Permeable Self-Association of Metal-Organic Framework 808/Ag-Based Fiber Membrane for Broad-Spectrum and Highly Efficient Degradation of Biological and Chemical War Agents.

Abstract

The threat posed by biological and chemical warfare agents (BCWA) to national security, the environment, and personal health underscores the need for innovative chemical protective clothing. To address the limitations of conventional activated carbon materials, which are prone to falling off and adsorption saturation, an efficient self-association approach was introduced. In this study, we proposed the immobilization of metal-organic framework (MOF) 808 and Ag nanoparticles onto a polypropylene (PP) fiber membrane using a rapid self-association method facilitated by chitosan (CS). The MOF 808/Ag-based (PP-CS/808-Ag) fiber membrane demonstrated exceptional degradation efficiency, achieving a remarkable rate of t1/2 within 2 h for the mustard simulant 2-chloroethyl ethyl sulfide (2-CEES) and a rate of t1/2 = 4.12 min for the G-series simulant dimethyl 4-nitrophenylphosphate (DMNP).
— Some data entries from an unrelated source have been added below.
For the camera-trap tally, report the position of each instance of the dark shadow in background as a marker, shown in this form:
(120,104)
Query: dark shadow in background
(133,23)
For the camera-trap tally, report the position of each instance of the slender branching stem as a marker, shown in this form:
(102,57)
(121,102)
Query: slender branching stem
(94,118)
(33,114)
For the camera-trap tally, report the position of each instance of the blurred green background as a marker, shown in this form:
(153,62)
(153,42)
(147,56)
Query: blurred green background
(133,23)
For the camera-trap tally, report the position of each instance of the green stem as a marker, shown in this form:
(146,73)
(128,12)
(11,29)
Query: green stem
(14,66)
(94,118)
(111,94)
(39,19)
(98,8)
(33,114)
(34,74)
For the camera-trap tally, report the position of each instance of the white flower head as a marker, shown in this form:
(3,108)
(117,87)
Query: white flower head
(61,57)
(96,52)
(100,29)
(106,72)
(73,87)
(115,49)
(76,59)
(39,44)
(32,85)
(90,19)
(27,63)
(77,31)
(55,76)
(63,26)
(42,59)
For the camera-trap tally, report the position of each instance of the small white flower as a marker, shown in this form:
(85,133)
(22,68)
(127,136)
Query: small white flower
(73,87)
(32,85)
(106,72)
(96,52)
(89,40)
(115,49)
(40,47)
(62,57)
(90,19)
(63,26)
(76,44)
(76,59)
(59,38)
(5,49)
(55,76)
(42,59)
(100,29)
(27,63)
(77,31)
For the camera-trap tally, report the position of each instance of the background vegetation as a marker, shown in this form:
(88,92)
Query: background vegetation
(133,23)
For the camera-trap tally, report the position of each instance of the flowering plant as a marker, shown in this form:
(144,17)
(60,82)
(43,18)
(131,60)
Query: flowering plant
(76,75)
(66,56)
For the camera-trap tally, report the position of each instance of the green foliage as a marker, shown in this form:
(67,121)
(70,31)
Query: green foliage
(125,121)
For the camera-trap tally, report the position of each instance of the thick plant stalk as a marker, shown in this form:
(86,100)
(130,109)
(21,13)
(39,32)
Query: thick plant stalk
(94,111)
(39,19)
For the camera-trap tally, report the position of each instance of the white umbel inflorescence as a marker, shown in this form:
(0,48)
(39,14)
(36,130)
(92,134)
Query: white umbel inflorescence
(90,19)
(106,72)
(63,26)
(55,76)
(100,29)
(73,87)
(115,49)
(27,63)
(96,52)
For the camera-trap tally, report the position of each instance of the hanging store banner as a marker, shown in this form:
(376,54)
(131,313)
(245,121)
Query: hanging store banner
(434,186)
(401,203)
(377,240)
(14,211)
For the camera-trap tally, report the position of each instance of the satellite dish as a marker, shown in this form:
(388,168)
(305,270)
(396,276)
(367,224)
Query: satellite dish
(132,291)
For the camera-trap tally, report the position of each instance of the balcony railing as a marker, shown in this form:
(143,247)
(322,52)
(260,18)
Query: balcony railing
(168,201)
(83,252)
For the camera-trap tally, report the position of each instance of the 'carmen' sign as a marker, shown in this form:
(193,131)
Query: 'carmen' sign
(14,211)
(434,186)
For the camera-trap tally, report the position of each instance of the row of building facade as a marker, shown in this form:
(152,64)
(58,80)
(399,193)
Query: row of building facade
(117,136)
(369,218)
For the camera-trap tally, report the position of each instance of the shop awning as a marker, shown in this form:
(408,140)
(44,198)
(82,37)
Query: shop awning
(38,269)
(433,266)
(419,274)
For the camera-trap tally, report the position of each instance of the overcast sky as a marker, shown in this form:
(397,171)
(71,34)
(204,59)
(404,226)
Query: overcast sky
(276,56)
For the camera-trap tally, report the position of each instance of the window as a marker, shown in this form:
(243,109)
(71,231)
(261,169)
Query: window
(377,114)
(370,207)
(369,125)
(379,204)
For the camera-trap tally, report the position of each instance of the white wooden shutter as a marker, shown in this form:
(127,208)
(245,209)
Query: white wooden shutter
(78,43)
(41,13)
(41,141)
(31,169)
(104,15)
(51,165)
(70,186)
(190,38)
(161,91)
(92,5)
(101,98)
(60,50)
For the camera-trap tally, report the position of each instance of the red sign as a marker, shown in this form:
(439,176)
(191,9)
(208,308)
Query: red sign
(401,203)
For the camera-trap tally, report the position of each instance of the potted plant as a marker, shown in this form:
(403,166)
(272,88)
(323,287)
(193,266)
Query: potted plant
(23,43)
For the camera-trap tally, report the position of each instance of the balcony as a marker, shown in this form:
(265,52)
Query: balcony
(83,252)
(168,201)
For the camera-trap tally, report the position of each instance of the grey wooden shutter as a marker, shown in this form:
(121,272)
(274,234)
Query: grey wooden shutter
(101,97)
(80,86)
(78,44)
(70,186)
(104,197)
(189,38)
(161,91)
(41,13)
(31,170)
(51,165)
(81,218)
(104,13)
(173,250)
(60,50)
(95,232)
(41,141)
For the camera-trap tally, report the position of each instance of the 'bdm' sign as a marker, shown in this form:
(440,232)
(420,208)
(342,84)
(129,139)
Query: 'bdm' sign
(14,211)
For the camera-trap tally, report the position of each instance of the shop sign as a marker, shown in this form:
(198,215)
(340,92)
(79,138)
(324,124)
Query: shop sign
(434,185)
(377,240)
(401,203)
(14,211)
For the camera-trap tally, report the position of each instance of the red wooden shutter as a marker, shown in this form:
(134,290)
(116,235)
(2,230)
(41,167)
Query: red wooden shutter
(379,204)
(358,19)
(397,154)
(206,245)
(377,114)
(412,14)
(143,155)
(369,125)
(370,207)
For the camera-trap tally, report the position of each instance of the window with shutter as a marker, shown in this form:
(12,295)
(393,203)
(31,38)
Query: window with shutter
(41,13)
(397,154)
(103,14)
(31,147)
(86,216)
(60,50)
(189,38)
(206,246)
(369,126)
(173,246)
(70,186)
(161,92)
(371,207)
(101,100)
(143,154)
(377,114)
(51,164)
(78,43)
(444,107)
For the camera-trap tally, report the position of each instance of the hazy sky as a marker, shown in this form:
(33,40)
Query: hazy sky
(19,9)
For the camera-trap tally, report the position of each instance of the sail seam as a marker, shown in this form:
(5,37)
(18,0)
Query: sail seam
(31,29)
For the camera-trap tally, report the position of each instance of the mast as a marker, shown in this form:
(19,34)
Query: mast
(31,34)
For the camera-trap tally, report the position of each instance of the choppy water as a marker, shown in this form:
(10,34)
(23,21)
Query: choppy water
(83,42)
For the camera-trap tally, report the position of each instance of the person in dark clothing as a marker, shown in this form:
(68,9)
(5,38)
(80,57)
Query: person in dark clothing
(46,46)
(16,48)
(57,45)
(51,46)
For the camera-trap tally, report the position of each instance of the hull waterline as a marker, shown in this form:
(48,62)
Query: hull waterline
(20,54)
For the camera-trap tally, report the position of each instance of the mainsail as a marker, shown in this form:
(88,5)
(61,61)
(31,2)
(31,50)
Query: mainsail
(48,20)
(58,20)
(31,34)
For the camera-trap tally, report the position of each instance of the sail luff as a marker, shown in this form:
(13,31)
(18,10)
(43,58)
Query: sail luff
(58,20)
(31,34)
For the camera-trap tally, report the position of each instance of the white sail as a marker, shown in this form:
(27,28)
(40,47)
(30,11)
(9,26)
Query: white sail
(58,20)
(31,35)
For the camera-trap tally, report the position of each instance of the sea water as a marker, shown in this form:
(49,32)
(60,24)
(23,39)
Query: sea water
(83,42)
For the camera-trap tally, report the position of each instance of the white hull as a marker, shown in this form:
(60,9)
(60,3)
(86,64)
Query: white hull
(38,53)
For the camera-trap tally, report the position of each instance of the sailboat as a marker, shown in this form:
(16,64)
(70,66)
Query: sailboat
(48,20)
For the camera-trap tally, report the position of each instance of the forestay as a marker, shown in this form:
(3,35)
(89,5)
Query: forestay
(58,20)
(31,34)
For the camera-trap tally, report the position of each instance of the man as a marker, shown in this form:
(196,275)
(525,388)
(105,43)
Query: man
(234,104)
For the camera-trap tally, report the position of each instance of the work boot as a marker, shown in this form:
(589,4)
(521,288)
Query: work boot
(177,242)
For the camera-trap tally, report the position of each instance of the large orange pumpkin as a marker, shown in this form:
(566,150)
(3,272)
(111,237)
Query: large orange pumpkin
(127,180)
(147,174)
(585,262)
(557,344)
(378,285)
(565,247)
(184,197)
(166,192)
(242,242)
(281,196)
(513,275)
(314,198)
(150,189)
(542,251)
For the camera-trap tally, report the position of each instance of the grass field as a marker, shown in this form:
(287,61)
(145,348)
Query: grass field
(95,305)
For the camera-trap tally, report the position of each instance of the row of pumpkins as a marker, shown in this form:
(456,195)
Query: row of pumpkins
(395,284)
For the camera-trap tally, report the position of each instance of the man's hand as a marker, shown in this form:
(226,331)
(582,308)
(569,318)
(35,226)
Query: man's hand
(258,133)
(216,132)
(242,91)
A theoretical computational model was developed to determine the overall reaction mechanism, and it was verified that MOF 808 and Ag nanoparticles were mainly involved in the hydrolysis process against 2-CEES and DMNP. The PP-CS/808-Ag composite fiber film was prepared as the core layer, and the fracture strength, bending resistance, and moisture permeability were better than those specified by many countries for biochemical protective clothing, showing that it has a broad application prospect in developing a generation of broad-spectrum bioprotective clothing.